|Google Images indexing - how do these guys get so many?|
Just reading an article on a photo business news site and they're discussing Google Images with several of the stock photo agencies.
One company has over 56,000 images indexed. Another has over 2.8 million.
I used to have over 4000 original <high-profile niche> photos indexed and that dropped to about 430 after the big Google Images massacre in Summer '06.
Since then we've added about another 2000 photos. Would love to know how to get the numbers back up.
[edited by: Robert_Charlton at 10:41 pm (utc) on July 23, 2008]
[edit reason] removed specifics [/edit]
So would a lot of members here, as you can see through a Site Search [webmasterworld.com]. Google Images is a pretty mysterious service.
What kinds of things have you studied about the successful sites? Are their backlinks stronger, or more varied, or pointing to more deeper pages? Is there something in common with the site structure?
It would help a lot of people if we could discuss this in more detail without actually naming the specific websites.
Well, one thing about the stock photo sites is that their photo descriptions are varied and quite specific:
Man buying widget
Woman fixing widget in Texas field
Chinese students studying widgets
All the sorts of things that people making brochures about widgets are looking for.
In some categories there are only so many ways to skin a cat. An example I've used here before:
Tedster at the Webmasterworld ceremony. If I'm taking several photos (say hundreds of this prestigious event) there's some duplication in titles.

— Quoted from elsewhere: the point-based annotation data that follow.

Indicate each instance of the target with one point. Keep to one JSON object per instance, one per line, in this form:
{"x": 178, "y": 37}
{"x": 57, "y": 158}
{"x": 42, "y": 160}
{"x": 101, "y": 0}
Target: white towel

Tedster at the Webmasterworld ceremony
ianevans at the Webmasterworld ceremony
Robert Charlton at the Webmasterworld ceremony
Only one or two words difference. Now, if I was trying to sell stock I might try titling the photo:
Tedster in powder blue tuxedo at webmasterworld ceremony.
Again though, it's a difference in timing. A stock photo company is all about finding a picture of a woman in red eating an ice cream in Houston. So they have editors whose only job is to tag the hair, the hair length, the dress, the dress colour, designer, style, the watch...
As you can see, a news site like mine doesn't have the time to spend on that much tagging.
If I take 500 photos at an event, I also don't have time to rename each photo to some of the specifics we see suggested, like red-widget.jpg, tedster-in-widget.jpg.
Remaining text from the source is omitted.